Settings and Design:

This study involves an in vitro study.

Materials and Methods:

Ninety standard-sized dentin cylinders with apical sizes of 1 mm and 12 mm length were made from freshly extracted single-rooted premolars. Samples were randomly divided (45 each) and subjected to two intracanal medicaments, CH (Groups 1, 2, and 3) and TAP (Groups 4, 5, and 6). Three different irrigation protocols were followed: Group 1 and 4: Sequential use of 1.5% sodium hypochlorite (NaOCl) followed by 17% ethylenediaminetetraacetic acid (EDTA); Group 2 and 5: Etidronate + 1.5% NaOCl mixture; Group 3 and 6: 7.6% clodronate + 1.5% NaOCl mixture. The samples were stored in phosphate-buffered saline and subjected to enzyme-linked immunosorbent assay for TGF-β1quantification.

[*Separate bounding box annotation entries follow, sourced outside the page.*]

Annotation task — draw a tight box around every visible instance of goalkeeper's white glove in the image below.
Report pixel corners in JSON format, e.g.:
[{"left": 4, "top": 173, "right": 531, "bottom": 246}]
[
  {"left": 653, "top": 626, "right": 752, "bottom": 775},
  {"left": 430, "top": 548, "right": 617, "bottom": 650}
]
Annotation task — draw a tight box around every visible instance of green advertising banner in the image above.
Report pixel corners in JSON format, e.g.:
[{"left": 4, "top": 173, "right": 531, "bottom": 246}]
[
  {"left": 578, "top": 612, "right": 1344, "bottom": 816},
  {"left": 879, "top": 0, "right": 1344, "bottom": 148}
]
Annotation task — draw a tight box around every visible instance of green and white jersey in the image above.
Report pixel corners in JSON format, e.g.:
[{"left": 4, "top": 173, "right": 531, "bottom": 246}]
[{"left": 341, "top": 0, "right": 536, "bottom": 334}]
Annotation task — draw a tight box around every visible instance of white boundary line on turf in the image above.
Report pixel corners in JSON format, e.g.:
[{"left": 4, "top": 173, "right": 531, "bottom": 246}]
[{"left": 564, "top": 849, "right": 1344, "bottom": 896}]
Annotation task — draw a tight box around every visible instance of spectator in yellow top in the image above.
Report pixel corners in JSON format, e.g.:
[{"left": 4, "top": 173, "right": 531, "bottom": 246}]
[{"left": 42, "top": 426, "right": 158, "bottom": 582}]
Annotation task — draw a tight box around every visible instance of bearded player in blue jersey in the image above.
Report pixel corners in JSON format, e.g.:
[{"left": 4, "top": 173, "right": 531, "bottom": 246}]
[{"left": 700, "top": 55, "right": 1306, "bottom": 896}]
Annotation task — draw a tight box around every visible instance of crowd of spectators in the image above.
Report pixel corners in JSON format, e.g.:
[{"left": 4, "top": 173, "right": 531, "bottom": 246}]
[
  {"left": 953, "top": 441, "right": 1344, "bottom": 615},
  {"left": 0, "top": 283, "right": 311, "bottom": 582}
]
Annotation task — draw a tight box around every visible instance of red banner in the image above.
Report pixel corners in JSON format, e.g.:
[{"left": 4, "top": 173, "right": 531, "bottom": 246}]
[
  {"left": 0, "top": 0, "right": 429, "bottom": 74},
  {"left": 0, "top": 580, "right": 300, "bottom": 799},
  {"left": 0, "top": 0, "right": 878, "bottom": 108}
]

Statistical Analysis Used:

One-way analysis of variance and Tukey’s post hoc test with significance value <0.05.

Results:

Growth factor release was significantly higher in the clodronate irrigation groups irrespective of the intracanal medicament used (P < 0.05). There was no significant difference in TGF-β1 release when comparing the two intracanal medicaments among all three irrigation groups.

Conclusions:

In the context of growth factor release, etidronate, and clodronate, which are regarded as substitutes for EDTA in regenerative endodontic procedures, performed equivalent to the gold standard irrigant, regardless of the medicament used.

Keywords: Clodronate, continuous chelation, etidronate, regenerative endodontics, transforming growth factor-beta 1

INTRODUCTION

Regenerative endodontic procedures that reinstate tooth viability are a worthwhile therapeutic option for necrotic immature permanent teeth.[1] The pulp-dentin complex regeneration strategy based on cell homing has been scientifically proven to be more effective in clinical settings than cell transplantation.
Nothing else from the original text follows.